Notes from an Apocalypse: A Personal Journey to the End of the World and Back
- First edition cover (Granta)
- Author: Mark O'Connell
- Audio read by: Mark O'Connell
- Language: English
- Publisher: Granta Books
- Publication date: 16 April 2020
- Media type: Print (hardback and paperback), e-book, audio
- Pages: 272
- ISBN: 978-1-78378-406-6 (hardback)
- OCLC: 1097672923
- Dewey Decimal: 613.6/9
- LC Class: GF86 .O36 2020
- Preceded by: To Be a Machine

= Notes from an Apocalypse =

2020 non-fiction book by Mark O'Connell

Notes from an Apocalypse: A Personal Journey to the End of the World and Back is a 2020 non-fiction book by Irish writer Mark O'Connell, first published by Granta Books.

==Synopsis==
Notes from an Apocalypse is an investigative book about the anxieties of a potential ecological and social collapse and the movements of survivalism that have followed. Mark O'Connell describes his experiences at the Chernobyl Exclusion Zone, survival bunkers in South Dakota, an apocalyptic retreat in New Zealand, and with the environmentalist group Dark Mountain Project in the Scottish Highlands.
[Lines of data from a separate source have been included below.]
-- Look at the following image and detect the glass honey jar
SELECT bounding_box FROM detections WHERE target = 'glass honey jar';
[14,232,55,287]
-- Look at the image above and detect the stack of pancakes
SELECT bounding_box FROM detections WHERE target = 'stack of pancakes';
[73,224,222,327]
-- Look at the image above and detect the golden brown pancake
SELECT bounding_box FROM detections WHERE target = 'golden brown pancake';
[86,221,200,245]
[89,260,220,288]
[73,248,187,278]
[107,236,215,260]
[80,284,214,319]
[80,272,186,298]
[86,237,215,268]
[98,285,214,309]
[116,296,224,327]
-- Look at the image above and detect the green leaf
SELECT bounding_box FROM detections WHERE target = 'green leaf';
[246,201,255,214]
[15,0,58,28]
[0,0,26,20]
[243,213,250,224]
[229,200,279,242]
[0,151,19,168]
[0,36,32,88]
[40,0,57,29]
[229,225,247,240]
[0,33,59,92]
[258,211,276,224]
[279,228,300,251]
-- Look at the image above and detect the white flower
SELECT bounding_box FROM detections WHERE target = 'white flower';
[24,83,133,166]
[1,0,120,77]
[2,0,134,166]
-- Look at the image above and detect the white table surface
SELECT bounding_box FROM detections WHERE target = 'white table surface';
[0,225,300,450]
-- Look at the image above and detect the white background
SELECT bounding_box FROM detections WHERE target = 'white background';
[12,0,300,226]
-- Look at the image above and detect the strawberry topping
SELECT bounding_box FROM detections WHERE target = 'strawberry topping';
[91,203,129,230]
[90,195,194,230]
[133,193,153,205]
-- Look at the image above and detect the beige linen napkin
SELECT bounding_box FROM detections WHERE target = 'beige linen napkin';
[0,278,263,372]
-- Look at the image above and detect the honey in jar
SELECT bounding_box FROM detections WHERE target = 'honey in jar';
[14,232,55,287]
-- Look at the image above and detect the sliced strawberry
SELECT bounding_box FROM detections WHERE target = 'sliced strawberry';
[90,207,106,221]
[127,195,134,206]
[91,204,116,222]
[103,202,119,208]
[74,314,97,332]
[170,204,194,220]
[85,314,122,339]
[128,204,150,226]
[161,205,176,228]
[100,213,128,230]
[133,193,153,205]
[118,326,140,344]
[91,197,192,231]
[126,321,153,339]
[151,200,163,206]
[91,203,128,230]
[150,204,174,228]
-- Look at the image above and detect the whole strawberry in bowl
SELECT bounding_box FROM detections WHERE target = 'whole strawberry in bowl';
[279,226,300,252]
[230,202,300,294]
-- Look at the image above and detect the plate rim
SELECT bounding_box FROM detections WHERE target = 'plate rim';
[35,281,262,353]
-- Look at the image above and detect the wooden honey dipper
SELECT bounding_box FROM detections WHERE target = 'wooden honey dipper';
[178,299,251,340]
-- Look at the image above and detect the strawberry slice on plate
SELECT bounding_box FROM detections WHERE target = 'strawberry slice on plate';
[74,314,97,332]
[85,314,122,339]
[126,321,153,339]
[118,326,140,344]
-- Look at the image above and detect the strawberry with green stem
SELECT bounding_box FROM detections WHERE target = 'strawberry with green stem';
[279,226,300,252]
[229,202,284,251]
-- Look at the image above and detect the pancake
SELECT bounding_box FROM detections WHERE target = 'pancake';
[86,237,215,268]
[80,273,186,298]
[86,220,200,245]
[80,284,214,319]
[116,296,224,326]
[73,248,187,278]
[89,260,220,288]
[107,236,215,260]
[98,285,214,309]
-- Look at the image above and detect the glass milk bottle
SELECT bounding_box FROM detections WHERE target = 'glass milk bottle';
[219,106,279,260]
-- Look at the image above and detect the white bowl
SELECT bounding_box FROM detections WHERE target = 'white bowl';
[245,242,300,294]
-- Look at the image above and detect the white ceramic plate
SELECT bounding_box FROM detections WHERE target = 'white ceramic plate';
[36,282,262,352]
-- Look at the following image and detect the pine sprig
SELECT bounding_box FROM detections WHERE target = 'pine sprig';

He details his communications with doomsday preppers, aspiring space colonists and right-wing conspiracists.

==Reception==
Publishers Weekly and Kirkus Reviews praised the "wry" humour of O'Connell's writing style, with the Kirkus reviewer concluding by calling it: "A contribution to the doom-and-gloom genre that might actually cheer you up."

James McConnachie of The Times gave the book a rave review, praising O'Connell's humour, sincerity and "bitingly clever" analysis, and it was described by Esquire as "deeply funny and life-affirming, with a warm, generous outlook even on the most challenging of subjects."

Lauren Oyler of The Guardian gave the book a negative review, criticizing its "high-flown language" and narrative style.

The book was also reviewed in The New York Times, The Wall Street Journal, NPR, The Irish Times, Wired and The Observer.